Ce midi, après avoir déjeuné avec un collègue, je m’arrête au bureau de Poste non loin de nos locaux. Dans mon sac à dos, j’ai une boîte volumineuse qui n’attend qu’une chose : être emballée et expédiée. C’est Alarielle the Everqueen, une figurine massive, remportée lors du tirage au sort de fin d’année organisé sur ma chaîne. C’est Spin0us qui l’a gagnée, et comme il habite bien trop loin de chez moi, l’envoi postal s’impose.

Je pénètre donc dans le bureau de poste, et derrière les automates jaune canari assaillis par les usagers, je m’avance prudemment vers la file d’attente du guichet. La dame qui me devance signe un papier, peut-être a-t-elle déposé un colis. Le guichetier dégage une allure peu commune : la quarantaine bien tassée, il a un bouc parfaitement taillé surmonté d’une moustache. Le tout semble avoir été dessiné par un gros feutre noir. Il porte un tee-shirt sous son gilet flanqué du logo de La Poste. Ses biceps sont contraints par la couture de ses manches, des veines ressortent sous sa peau. Il soulève de la fonte. La pensée s’impose à la vue de ces bras, bizarrement puissants sur le corps d’un homme qui s’approche de la cinquantaine. Le visage reste le seul témoin de l’age véritable, le corps, lui, est ici éduqué à mentir. Je suis encore jeune ! Nous crie ce corps. La dame s’en va. J’avance d’un pas.

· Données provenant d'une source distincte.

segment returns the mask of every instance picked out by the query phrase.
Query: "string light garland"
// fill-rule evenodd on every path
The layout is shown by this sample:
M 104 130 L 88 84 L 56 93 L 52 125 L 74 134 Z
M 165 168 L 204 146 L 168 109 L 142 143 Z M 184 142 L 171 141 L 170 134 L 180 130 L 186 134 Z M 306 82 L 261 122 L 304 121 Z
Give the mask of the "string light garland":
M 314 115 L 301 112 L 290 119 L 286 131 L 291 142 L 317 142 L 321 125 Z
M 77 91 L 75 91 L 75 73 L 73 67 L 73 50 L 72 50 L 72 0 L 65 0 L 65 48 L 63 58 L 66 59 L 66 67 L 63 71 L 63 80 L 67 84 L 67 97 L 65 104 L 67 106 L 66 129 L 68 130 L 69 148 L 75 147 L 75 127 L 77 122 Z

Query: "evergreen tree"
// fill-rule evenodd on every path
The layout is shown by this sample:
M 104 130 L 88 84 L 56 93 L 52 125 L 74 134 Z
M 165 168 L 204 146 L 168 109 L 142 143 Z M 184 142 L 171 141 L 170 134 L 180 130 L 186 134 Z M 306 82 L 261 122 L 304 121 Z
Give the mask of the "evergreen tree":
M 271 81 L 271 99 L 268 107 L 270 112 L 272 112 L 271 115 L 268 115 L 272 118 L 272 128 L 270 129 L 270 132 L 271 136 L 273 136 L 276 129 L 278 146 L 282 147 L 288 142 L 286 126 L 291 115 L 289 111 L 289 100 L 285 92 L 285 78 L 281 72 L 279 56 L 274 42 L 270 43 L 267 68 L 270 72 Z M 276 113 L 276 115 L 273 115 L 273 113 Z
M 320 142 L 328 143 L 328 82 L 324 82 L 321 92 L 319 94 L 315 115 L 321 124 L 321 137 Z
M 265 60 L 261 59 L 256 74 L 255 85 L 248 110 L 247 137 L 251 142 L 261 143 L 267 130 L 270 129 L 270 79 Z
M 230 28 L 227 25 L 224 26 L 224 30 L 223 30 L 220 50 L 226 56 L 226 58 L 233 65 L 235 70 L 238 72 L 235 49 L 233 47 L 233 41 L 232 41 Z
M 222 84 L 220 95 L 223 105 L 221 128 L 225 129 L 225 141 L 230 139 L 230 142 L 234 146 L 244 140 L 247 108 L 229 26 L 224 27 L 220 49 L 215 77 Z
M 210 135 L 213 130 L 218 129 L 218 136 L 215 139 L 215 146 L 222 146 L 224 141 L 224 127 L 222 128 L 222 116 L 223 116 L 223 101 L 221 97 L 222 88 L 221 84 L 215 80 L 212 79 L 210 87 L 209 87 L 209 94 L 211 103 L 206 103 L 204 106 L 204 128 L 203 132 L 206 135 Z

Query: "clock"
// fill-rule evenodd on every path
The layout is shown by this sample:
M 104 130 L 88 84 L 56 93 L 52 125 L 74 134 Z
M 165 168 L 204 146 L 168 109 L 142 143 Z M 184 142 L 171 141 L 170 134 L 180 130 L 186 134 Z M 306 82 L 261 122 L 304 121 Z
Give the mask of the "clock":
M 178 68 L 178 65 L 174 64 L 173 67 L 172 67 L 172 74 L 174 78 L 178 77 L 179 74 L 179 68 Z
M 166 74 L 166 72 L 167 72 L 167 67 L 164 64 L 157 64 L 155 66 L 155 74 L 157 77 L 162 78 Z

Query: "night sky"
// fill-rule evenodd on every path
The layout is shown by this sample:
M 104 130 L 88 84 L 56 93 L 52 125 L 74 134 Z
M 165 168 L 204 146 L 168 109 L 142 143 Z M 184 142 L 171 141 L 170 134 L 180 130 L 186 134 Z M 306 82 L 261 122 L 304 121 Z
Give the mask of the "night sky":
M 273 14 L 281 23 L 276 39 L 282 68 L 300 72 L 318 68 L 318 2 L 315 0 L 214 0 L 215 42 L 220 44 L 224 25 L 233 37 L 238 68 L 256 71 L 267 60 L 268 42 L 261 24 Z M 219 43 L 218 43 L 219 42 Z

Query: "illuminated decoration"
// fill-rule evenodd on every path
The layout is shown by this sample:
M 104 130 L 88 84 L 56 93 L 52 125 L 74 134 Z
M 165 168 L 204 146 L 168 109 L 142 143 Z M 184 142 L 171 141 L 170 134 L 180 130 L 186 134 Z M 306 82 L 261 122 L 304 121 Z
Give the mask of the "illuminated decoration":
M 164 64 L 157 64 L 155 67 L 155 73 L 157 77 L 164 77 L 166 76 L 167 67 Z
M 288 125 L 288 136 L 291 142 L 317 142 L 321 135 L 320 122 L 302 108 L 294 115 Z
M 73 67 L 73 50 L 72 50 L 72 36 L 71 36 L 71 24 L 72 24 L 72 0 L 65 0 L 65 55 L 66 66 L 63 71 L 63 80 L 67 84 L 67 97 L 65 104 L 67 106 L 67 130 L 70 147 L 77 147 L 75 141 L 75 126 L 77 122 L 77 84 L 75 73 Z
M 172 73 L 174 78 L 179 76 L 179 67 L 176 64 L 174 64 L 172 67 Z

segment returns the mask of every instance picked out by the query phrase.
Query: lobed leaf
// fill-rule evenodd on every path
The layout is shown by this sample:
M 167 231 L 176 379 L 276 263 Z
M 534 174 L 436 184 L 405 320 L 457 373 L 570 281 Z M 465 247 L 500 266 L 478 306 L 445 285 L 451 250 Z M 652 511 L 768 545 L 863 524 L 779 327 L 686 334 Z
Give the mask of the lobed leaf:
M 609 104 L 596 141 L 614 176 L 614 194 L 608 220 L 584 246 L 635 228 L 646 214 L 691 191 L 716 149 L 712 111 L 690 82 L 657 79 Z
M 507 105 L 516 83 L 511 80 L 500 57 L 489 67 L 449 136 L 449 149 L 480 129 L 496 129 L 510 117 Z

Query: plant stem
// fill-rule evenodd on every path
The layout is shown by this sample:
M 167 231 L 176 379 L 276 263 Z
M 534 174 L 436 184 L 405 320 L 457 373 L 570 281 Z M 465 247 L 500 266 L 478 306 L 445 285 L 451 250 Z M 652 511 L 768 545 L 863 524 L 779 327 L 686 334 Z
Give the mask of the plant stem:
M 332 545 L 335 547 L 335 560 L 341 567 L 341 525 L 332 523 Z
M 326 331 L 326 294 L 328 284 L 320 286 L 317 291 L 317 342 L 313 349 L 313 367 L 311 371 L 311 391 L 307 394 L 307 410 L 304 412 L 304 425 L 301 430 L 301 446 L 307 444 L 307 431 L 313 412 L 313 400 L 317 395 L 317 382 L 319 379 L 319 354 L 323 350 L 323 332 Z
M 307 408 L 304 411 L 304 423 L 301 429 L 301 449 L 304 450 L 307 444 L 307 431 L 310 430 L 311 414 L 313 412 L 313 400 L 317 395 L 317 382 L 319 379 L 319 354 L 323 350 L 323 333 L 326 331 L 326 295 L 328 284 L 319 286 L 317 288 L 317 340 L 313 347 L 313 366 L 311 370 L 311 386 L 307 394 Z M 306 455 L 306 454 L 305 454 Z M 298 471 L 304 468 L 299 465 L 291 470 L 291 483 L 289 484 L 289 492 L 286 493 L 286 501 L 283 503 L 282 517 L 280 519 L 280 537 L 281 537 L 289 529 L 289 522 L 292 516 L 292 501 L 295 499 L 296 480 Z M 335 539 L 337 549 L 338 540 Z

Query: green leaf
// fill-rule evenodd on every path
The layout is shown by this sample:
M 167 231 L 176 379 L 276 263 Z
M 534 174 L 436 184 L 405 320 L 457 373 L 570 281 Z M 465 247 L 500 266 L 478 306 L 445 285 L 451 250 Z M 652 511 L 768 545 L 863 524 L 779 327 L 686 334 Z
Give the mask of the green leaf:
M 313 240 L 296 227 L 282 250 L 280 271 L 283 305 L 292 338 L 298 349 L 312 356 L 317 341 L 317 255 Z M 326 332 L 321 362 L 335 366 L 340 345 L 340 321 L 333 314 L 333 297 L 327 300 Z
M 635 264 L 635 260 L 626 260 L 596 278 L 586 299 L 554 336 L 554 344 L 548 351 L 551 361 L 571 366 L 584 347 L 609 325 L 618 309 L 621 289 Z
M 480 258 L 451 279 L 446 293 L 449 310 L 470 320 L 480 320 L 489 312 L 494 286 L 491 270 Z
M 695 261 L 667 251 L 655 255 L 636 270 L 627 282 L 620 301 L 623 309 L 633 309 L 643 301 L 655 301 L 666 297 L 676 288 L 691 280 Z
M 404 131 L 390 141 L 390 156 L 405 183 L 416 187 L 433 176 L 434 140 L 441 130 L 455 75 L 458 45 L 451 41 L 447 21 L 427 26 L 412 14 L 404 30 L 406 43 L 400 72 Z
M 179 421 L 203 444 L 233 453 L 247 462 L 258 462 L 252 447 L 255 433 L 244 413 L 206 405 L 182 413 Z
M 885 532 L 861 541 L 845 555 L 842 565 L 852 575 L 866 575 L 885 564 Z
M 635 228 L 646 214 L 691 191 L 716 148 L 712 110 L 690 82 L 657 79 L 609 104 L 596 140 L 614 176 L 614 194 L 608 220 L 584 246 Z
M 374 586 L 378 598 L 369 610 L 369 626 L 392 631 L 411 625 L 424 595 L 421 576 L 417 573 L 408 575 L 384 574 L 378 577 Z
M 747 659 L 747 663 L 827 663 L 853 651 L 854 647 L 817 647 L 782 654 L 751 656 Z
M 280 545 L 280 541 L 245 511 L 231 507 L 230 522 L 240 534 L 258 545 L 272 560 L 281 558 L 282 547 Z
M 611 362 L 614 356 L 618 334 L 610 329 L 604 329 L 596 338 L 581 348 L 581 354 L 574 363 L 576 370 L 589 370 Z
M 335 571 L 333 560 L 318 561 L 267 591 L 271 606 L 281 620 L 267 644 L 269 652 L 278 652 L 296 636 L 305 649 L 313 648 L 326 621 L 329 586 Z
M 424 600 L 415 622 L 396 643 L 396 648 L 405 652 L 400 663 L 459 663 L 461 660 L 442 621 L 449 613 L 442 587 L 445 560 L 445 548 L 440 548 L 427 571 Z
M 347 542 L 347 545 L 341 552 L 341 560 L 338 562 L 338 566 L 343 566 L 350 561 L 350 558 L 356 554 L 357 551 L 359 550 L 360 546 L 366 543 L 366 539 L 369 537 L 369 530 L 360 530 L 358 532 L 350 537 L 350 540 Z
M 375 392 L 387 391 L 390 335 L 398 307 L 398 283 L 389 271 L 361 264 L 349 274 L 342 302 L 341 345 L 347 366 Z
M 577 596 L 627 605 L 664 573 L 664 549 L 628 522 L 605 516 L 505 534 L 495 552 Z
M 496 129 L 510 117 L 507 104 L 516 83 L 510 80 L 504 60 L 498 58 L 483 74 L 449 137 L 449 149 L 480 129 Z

Il y a un autre homme derrière le guichet, plus vieux, soixante ans peut-être ? Des cheveux d’argent, des lunettes attachées à un collier qui retombe contre sa nuque. J’ouvre mon sac à dos, et alors que je sors la boîte d’Alarielle pour la montrer au vieux-musclé, je demande s’ils peuvent me donner un colis en carton de la bonne taille. Il y a un étalage juste à côté, de mes yeux, je cherche déjà lequel sera la solution à mon problème : je n’ai rien trouvé chez moi pour emballer correctement cette boîte, ils auront bien ce qu’il faut à La Poste, me suis-je dit.

L’homme aux cheveux blancs s’avance, il prend soudain toute la place derrière le guichet. Le brun aux biceps gonflés semble avoir disparu sans que je ne m’en rende compte. Le vieux postier arrête son regard un instant sur la boîte puis il prend la parole : « Ah mais vous nous embêtez là, les Warhammer. ça va pas le faire là, c’est trop grand ! »

Il marque une pause, puis reprend.

Alarielle – © Games Workshop

« C’est quoi ? Des Eldars noirs ? »

Ses yeux brillent comme ceux d’un adolescent sans un sou devant une vitrine Games Workshop. Il sourit maintenant, à peine.

« Non, c’est une Elfe.

— Ah ouais, des elfes… Bon bah ça va pas rentrer là, on n’a pas de cartons de la bonne taille. Soit ça va être trop petit, soit ça va valdinguer dans tous les sens. »

Je suis tellement surpris de trouver en ce vieux postier un hobbyiste caché que je ne dis rien de plus, si ce n’est que je trouverai bien un carton ailleurs…

Je repars, Alarielle toujours enfermée dans mon sac à dos noir, ce n’est que partie remise.

De retour sur le trottoir, je prends conscience que ce petit échec, cet imprévu, ne m’agace pas. Il ne m’en faut pourtant pas vraiment plus pour me faire pester, mais là, non, rien, pas d’énervement. C’est une sensation amusée qui apparait, un sourire qui se forme, lorsque je repense à la saynète qui vient de se jouer.

Dans ce bureau de poste, sous un ciel gris de décembre, j’ai trouvé un instant de poésie inopiné : le regard d’un adolescent subsistait derrière les yeux d’un vieux postier, un regard dissimulé derrière le masque du quotidien, un masque que seule une Reine Elfe pouvait faire tomber.